= Great Limber Preceptory, Limber Magna =

Farm in Great Limber, Lincolnshire, England, UK

Great Limber Preceptory, Limber Magna was a Camera (farm) of the Knights Templar and later the Knights Hospitaller in the village of Great Limber (or Limber Magna), Lincolnshire, England.

The manor and church of Great Limber were granted by Richard de Humet of Normandy, France and Agnes his wife, to the Cistercian abbey of Aunay in Normandy, and their charter was confirmed by King Henry II in 1157. It seems likely that the property was a grange rather than a priory. The manor and church were sold by the abbot of Aunay in 1393 to the priory of St. Anne at Coventry.

The site of the grange, or priory, later became a Camera (farm) of first the Knights Templars, and then the Knights Hospitallers between the 14th and 16th centuries. After the Dissolution of the Monasteries in 1540 the house was first occupied by Thomas Smyth and then sold to the
Pelham family until its abandonment in the 17th century.
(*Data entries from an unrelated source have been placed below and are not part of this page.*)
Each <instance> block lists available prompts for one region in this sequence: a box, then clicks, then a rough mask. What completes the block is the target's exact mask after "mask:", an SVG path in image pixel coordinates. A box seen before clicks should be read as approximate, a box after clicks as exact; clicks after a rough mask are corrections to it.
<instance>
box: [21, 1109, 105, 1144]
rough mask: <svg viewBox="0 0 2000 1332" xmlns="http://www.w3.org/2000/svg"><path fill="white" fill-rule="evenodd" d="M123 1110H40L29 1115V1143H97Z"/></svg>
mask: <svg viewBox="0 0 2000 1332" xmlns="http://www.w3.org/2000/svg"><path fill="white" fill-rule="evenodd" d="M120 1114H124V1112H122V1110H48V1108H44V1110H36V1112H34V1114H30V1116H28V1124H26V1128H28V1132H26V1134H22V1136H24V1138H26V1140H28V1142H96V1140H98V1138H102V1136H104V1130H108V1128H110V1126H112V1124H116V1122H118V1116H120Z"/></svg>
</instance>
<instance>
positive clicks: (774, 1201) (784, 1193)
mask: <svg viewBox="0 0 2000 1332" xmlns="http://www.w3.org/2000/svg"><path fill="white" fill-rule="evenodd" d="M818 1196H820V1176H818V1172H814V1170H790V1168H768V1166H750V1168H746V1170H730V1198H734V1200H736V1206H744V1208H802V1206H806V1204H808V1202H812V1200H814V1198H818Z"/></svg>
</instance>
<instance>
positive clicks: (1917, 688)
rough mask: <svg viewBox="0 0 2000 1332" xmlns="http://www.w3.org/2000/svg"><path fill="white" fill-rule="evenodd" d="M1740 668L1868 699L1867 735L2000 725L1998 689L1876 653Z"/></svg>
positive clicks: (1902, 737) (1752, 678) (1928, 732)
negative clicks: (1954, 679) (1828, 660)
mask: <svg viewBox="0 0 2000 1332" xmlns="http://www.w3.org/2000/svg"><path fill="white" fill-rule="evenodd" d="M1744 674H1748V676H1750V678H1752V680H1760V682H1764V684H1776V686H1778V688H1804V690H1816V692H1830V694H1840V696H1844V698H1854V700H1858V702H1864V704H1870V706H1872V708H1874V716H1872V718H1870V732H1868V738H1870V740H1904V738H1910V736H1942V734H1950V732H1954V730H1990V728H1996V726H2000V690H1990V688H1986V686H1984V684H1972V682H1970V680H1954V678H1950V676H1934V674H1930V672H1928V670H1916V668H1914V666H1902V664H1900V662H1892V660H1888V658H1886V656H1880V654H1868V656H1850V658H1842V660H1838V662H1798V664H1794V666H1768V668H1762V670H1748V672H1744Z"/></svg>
The site is now an ancient scheduled monument.

==Lincolnshire preceptories==
Until their disbandment in 1312, the Knights Templar were major landowners on the higher lands of Lincolnshire, where they had a number of preceptories on property which provided income, while Temple Bruer was an estate on the Lincoln Heath, believed to have been used also for military training. The preceptories from which the Lincolnshire properties were managed were:
- Aslackby Preceptory, Kesteven
- Bottesford, Lindsey
- Eagle, Kesteven
- Great Limber, Lindsey
- Horkstow, Lindsey
- Witham Preceptory, Kesteven
- Temple Bruer, Kesteven
- Willoughton Preceptory, Lindsey
- Byard's Leap was part of the Temple Bruer estate.